There used to be a time when it was customary to pick up a Brittanica encyclopaedia to learn more about the world around us. Today, we have Google and Wikipedia – the ubiquitous way to procure any information we may need. Be it the state of financial markets, the latest launch of a smartphone, real estate trends or even what your local politicians are up to. Technology has gone a step further in providing granular assistance in modes beyond just text. We truly live in the information age – we have our choice to pick from videos, podcasts, blogs, websites, social media and so much more.

But what about a farmer in a village? Or what about a truck driver who spends most of his time travelling dreary roads and highways? India has around half a billion smartphone users. 304 million users alone are from rural India. Despite the surge in smartphone users and internet penetration, most of the users in this bracket have not been able to encash on the opportunity. How can they access information in a way that makes most sense to them? This was the very question that came to the mind of Ananth Nagaraj. A career techie, Nagaraj once met a farmer who had no information about market prices of crops. It confounded Nagaraj: How was this man looking to sell his crops with limited access to market information that was already available on the Internet? Thus began the journey of Gnani.ai.

Gnani.ai, cofounded by Ananth Nagaraj and Ganesh Gopalan, was born with the vision to bridge the technology divide in India. “This incident with the farmer moved me deeply.
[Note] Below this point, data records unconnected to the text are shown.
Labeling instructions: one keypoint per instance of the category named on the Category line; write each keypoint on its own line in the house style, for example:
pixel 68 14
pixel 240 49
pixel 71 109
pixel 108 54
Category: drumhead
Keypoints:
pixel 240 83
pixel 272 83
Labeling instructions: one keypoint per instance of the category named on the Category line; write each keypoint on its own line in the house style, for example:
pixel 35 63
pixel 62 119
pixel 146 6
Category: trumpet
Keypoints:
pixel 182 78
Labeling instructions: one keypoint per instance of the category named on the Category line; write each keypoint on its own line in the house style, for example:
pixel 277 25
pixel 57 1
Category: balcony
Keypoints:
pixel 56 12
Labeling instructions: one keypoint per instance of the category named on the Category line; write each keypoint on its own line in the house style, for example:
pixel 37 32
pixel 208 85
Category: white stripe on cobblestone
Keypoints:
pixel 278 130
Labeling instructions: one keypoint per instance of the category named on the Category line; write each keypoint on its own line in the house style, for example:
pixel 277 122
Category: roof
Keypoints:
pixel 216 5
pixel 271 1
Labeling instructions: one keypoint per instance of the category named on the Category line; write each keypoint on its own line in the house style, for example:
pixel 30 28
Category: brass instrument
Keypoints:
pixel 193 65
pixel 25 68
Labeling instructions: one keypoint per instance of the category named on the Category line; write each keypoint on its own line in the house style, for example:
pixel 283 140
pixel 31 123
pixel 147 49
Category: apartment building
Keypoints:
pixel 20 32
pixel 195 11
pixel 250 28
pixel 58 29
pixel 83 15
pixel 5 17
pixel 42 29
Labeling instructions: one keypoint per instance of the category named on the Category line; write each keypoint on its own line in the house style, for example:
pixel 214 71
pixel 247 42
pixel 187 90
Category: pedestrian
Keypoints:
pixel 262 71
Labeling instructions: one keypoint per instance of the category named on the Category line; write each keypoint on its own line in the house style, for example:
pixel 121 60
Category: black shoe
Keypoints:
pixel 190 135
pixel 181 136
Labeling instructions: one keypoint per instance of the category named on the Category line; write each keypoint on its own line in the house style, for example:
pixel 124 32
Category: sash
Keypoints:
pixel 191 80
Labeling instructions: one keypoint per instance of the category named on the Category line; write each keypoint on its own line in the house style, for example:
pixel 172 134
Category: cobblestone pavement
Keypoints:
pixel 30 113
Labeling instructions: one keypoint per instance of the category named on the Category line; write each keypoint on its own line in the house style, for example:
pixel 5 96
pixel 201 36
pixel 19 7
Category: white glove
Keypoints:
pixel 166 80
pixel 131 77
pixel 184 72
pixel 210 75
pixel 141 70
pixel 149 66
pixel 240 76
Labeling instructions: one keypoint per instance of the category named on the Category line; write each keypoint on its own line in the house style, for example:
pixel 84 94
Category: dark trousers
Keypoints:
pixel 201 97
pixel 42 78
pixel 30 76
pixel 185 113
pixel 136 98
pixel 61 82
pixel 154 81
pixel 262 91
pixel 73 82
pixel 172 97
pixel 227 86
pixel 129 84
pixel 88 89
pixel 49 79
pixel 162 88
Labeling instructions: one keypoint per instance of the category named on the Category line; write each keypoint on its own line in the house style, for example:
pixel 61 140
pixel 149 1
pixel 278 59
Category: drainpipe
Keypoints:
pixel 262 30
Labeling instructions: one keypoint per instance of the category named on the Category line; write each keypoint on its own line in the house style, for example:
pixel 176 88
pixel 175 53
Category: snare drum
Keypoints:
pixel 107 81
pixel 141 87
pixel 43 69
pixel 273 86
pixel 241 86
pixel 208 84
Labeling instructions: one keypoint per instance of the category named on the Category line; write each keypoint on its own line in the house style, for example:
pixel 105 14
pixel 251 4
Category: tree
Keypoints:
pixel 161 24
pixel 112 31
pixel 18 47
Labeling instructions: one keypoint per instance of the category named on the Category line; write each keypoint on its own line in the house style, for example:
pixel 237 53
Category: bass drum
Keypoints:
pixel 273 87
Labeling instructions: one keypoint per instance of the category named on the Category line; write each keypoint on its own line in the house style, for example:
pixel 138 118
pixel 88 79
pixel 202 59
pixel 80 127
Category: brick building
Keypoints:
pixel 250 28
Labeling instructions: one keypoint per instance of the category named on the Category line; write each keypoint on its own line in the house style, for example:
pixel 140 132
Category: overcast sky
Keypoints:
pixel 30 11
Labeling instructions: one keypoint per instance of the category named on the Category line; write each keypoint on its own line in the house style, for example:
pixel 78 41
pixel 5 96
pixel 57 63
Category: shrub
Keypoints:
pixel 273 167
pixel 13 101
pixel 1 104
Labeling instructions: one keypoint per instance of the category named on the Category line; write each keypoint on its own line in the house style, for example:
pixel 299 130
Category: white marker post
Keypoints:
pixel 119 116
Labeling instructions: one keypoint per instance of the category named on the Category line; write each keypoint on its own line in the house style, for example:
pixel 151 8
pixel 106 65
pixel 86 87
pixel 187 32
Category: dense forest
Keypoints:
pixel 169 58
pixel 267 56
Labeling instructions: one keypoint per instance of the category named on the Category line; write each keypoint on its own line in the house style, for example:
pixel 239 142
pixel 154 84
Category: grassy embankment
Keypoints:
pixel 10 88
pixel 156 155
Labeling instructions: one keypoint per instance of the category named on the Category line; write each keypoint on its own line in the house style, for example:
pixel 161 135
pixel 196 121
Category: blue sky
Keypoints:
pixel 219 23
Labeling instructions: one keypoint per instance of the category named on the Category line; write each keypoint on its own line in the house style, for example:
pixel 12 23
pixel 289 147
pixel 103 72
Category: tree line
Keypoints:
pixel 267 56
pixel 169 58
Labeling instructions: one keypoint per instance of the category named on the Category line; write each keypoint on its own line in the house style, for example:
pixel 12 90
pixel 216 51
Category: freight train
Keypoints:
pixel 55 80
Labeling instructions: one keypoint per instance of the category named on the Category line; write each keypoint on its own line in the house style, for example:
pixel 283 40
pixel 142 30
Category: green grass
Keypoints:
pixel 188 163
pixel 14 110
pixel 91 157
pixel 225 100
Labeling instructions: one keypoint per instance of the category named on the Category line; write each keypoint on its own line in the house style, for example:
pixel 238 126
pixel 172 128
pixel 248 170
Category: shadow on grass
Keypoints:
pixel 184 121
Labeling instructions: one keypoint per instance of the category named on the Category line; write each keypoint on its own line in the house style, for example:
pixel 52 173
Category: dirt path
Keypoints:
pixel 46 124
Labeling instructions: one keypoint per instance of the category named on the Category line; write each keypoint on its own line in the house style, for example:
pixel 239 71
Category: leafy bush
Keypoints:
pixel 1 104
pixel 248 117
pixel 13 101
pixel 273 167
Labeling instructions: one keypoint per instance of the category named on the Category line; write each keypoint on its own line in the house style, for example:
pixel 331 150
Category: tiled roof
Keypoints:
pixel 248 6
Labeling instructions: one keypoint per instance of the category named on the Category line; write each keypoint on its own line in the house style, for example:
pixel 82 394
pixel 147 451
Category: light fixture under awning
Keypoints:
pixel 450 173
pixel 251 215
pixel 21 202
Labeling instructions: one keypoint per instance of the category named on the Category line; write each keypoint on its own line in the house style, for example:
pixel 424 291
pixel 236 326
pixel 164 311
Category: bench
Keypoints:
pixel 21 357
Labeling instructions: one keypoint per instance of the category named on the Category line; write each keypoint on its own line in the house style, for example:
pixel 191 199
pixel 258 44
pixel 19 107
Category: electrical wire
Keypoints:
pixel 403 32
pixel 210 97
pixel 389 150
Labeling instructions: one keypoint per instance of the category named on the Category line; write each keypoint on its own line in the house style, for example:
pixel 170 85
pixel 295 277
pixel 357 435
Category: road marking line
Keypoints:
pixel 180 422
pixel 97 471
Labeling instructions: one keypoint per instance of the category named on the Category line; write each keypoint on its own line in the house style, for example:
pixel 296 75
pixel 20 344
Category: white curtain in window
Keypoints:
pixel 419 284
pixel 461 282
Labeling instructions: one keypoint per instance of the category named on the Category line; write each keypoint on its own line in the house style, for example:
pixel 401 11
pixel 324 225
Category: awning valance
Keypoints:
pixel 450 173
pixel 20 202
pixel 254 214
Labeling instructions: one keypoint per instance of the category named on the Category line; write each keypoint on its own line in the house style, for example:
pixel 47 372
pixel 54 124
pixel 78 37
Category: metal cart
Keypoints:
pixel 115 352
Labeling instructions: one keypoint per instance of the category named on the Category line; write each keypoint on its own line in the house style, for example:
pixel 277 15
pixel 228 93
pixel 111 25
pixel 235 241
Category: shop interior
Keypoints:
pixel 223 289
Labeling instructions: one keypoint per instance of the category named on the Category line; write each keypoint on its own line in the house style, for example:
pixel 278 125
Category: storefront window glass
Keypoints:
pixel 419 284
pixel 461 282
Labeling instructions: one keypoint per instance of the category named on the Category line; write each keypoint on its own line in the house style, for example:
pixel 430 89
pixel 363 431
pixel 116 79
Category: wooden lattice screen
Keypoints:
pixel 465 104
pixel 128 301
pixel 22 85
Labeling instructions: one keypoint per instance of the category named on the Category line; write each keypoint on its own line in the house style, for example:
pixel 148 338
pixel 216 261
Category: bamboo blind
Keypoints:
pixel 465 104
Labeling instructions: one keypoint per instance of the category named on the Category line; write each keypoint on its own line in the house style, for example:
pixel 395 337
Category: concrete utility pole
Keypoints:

The cognizance of Indians not being able to leverage the power of the internet dawned on me. As we started discussing how to bridge this divide, it struck us how conversations are a natural form of communication. We envisaged the benefits of people being able to interact with machines.”

But India is a land of languages. With 22 official languages and many other regional languages and dialects, it is not easy to build a generic speech engine. Gopalan and Nagaraj decided to take on the Herculean task of empowering Indians to converse with machines in their preferred language. Today, Gnani.ai has speech engines for 12+ major Indian languages, with conversational bots that act as the touchpoints in the democratization of the Internet. 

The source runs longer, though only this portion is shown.